Ian Progin has been coaching basketball at Hillsborough High School for almost two decades.
He coached the Hillsborough boys’ basketball team for 13 years and is in his third season leading the Hillsborough girls’ basketball squad.
And the veteran coach is one who loves challenges like the one presented by this winter’s girls’ basketball team.
Hillsborough lost four seniors, including two starters, from last year’s team, which lost to Hunterdon Central Regional High School, 47-18, in the NJSIAA Central Jersey, Group 4 sectional tournament quarterfinals.
Then, before this campaign even started, the Raiders lost their leading scorer from last winter, Dani Pescatore, for the entire season to a torn ACL.
It will be a challenge to replicate last year’s success, which means Progin can emphasize some of his favorite aspects of team basketball: defense, rebounding and avoiding turnovers.
“Our primary focus is to be a good, solid defensive and rebounding team.
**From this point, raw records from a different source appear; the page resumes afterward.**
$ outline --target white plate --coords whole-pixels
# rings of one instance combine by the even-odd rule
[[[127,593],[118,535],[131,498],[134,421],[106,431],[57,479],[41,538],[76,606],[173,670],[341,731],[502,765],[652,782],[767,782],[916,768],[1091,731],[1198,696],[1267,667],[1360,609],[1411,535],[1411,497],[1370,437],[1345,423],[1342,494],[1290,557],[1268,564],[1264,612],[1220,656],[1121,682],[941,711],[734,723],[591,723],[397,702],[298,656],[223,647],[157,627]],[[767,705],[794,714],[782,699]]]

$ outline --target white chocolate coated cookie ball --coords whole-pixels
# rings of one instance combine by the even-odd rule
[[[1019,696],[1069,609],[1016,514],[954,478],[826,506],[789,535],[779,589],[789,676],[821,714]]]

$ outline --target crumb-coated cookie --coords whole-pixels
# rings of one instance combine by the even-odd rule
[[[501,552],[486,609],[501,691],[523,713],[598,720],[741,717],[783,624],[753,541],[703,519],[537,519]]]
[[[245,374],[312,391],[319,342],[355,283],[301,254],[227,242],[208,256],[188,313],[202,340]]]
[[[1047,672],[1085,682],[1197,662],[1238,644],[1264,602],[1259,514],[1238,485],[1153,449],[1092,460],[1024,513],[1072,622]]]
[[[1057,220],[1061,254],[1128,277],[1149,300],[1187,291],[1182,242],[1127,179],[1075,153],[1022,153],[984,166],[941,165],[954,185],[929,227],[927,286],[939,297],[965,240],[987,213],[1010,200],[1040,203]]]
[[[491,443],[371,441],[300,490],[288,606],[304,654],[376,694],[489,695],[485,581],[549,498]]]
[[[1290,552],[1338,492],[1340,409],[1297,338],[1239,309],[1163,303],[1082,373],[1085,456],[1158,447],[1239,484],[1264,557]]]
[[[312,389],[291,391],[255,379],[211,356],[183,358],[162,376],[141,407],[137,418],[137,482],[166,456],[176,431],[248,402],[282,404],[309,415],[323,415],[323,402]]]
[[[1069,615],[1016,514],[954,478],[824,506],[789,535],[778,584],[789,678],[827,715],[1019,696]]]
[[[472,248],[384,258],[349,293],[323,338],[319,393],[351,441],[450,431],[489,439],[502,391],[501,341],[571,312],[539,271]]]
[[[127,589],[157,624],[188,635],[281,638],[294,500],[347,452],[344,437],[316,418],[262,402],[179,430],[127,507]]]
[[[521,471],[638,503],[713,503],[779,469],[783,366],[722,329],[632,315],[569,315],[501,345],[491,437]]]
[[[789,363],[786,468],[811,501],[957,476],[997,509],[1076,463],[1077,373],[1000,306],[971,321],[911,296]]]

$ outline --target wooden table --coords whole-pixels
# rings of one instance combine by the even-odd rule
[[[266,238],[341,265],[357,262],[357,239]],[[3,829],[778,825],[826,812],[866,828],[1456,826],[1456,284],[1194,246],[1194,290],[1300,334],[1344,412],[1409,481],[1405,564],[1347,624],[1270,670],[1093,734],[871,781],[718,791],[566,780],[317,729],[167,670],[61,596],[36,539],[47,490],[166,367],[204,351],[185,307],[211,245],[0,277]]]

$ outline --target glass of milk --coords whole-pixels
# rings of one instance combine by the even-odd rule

I believe that defense will always keep you in a game and give you the best chance to win,” Progin said. “Offensively, our primary goal is to cut down on turnovers. That’s really important.”
Hillsborough is off to a pretty good start in those areas. The Raiders are only 1-2, but they earned their first victory, 41-30, over Belvidere High School on Dec. 22, by playing great defense.
They also played good defense in their two losses, allowing 48 and 32 points, respectively, to the Gill Saint Bernard’s School on Dec. 14 and Bridgewater-Raritan High School on Dec. 20.
Hillsborough just needs to score more. Progin thinks the key to scoring more is creating high percentage shots.
“We are putting an emphasis on getting to the basket and to the foul line, to be able to take and make more foul shots,” Progin said. “We will also to try to get more out of our transition game.”
Hillsborough will need to be the consummate team this winter, but even the most balanced teams need leaders. Progin has two good ones in Elissa Nsenkyire and Jill Stanton.
They are Progin’s only returning starters. Nsenkyire is a junior point guard who can score. Stanton is a junior center who can rebound and finish around the basket.
“We are expecting Elissa to continue her growth and progress,” Progin said. “We are hoping she can shoot the ball from the field, midrange and three point range. Hopefully she can increase consistency in foul shooting, too, as well as up her assists and lower her turnovers.”
“We’re hoping Jill is going to continue to be a good rebounder,” Progin added. “We also hope she can add a little bit to her game of potentially putting more points on the board, and just being solid on defense like she’s been.”
Beyond those two, Progin has deep stables of guards and forwards. He thinks all of them are capable of playing varsity basketball. The coach is also confident that a rotation will emerge from healthy competition within the team.
Among the guards, Payton Quackenbush can shoot, Gabby Vangeli can defend and Morgan Hodorowski is versatile. She can handle, shoot and drive to the basket.
Among the forwards, Grace O’Connor can man the middle, Lisa Ross does dirty work down low and Allison Watson can play inside and outside.
Freshman Olivia Gasparo needs varsity experience. But once she gets it, she could become a lockdown defender, hard driver and dependable shooter.
Progin is unsure about which players will emerge and how this team will do. But he knows they are committed to grinding, in practice and in games.
“If we can, as each practice and game go by, work on getting better, that will help us be more successful,” Progin said. “I’m looking forward to the season and to coaching this group of girls. I believe in them. They work hard, play hard and we’re trying to continue to build the culture.”